Kaplan-Meier curves showed that tofacitinib's extra cancer risk became clearest after about 3 years of treatment. At year 5, some 97% of the TNF inhibitor group remained cancer-free, versus 94% of the tofacitinib groups combined. There was no obvious dose-relationship for tofacitinib and cancer rates.

Also noteworthy were findings that the following were associated with increased cancer risk, based on all three treatment arms combined:

  • White race versus non-white race
  • North American residence
  • Current or past smoking versus never-smokers
  • Higher versus lower cardiovascular risk score
  • History of cardiovascular disease versus no history
  • Increasing age

These factors generally applied to lung cancers and non-melanoma skin cancers, as well as to all malignancies excluding non-melanoma skin cancers. Curtis and colleagues cautioned that some of these findings were interrelated (e.g., participants in North America came into the study with generally higher cardiovascular risk scores) or could have been influenced by use of medications such as non-steroidal anti-inflammatory drugs, which may carry cancer risks of their own.
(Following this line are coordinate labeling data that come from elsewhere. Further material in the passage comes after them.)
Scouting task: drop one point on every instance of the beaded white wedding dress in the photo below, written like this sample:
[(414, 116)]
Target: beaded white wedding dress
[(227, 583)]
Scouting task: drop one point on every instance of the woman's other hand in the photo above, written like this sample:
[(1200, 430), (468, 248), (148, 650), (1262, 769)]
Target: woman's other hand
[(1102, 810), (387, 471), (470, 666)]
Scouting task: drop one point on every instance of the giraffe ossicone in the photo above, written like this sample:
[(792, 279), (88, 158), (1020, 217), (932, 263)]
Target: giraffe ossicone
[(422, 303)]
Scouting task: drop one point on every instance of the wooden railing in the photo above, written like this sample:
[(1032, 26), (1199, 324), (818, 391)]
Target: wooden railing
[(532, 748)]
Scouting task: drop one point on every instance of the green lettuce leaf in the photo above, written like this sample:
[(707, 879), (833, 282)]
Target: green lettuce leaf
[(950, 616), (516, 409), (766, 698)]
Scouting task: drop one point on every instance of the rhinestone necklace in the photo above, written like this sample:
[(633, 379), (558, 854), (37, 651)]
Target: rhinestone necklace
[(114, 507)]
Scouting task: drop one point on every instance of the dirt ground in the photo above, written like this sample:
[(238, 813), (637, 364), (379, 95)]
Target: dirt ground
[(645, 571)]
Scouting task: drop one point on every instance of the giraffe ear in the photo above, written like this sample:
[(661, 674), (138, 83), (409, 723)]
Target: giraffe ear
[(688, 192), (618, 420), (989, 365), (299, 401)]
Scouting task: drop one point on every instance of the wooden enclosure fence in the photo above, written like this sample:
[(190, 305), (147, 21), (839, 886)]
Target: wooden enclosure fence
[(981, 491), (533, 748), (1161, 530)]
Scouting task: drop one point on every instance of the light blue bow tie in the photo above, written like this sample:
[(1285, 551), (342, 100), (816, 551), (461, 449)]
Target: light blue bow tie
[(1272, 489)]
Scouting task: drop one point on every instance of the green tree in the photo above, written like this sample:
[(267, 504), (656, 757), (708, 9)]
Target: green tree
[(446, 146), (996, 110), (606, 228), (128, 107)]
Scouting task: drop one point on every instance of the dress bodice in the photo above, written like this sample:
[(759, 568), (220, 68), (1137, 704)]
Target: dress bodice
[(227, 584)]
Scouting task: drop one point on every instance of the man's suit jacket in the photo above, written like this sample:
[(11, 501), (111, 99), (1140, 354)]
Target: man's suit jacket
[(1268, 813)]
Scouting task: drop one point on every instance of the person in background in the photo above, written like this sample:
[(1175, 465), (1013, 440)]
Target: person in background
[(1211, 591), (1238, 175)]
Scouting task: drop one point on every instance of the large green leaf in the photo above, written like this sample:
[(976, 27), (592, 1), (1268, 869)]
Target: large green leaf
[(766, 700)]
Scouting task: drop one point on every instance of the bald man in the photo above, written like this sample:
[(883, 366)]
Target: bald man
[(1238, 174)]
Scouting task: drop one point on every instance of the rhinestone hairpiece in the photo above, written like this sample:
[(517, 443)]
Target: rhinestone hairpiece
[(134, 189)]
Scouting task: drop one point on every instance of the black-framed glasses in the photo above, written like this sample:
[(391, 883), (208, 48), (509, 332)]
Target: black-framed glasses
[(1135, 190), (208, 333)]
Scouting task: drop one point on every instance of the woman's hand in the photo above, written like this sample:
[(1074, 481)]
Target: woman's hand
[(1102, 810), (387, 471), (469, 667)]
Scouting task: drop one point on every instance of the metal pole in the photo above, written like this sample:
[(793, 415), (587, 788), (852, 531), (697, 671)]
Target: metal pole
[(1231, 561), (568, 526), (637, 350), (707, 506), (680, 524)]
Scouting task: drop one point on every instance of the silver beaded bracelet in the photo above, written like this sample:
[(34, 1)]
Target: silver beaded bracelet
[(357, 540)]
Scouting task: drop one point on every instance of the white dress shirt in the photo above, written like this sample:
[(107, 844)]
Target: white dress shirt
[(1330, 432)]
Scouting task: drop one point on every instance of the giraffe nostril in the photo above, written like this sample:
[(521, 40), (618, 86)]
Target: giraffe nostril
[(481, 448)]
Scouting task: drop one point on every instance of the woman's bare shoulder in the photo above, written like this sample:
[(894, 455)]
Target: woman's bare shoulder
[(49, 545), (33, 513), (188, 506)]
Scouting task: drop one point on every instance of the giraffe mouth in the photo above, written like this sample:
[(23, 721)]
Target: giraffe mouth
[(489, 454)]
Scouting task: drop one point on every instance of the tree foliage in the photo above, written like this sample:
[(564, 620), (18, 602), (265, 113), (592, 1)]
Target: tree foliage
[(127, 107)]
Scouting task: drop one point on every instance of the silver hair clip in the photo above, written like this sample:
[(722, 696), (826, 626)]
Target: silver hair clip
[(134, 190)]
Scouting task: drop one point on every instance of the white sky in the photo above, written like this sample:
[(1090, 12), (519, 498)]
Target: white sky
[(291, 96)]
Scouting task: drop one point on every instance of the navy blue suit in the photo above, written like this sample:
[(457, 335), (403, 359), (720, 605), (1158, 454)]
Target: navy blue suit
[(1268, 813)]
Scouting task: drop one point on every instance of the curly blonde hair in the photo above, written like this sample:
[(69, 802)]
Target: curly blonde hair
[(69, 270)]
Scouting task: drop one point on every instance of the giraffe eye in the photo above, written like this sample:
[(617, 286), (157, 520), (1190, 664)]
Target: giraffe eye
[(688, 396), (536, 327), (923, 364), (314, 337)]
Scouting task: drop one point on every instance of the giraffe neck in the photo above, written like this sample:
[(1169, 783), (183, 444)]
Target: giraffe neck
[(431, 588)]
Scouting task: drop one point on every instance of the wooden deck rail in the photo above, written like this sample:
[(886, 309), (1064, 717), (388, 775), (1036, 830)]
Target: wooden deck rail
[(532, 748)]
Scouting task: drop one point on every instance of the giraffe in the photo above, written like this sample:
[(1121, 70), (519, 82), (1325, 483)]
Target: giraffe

Limitations cited by the authors included that the trial was not designed to assess differential risks for specific cancer types, and that cardiovascular risk scores included a fixed 1.5-fold increase in the statistical analysis to account for the presence of rheumatoid arthritis, which Curtis and colleagues called "a crude approximation."

Disclosures

The trial was sponsored by Pfizer and required by the FDA.

Study authors reported extensive relationships with pharmaceutical companies including Pfizer and other commercial entities.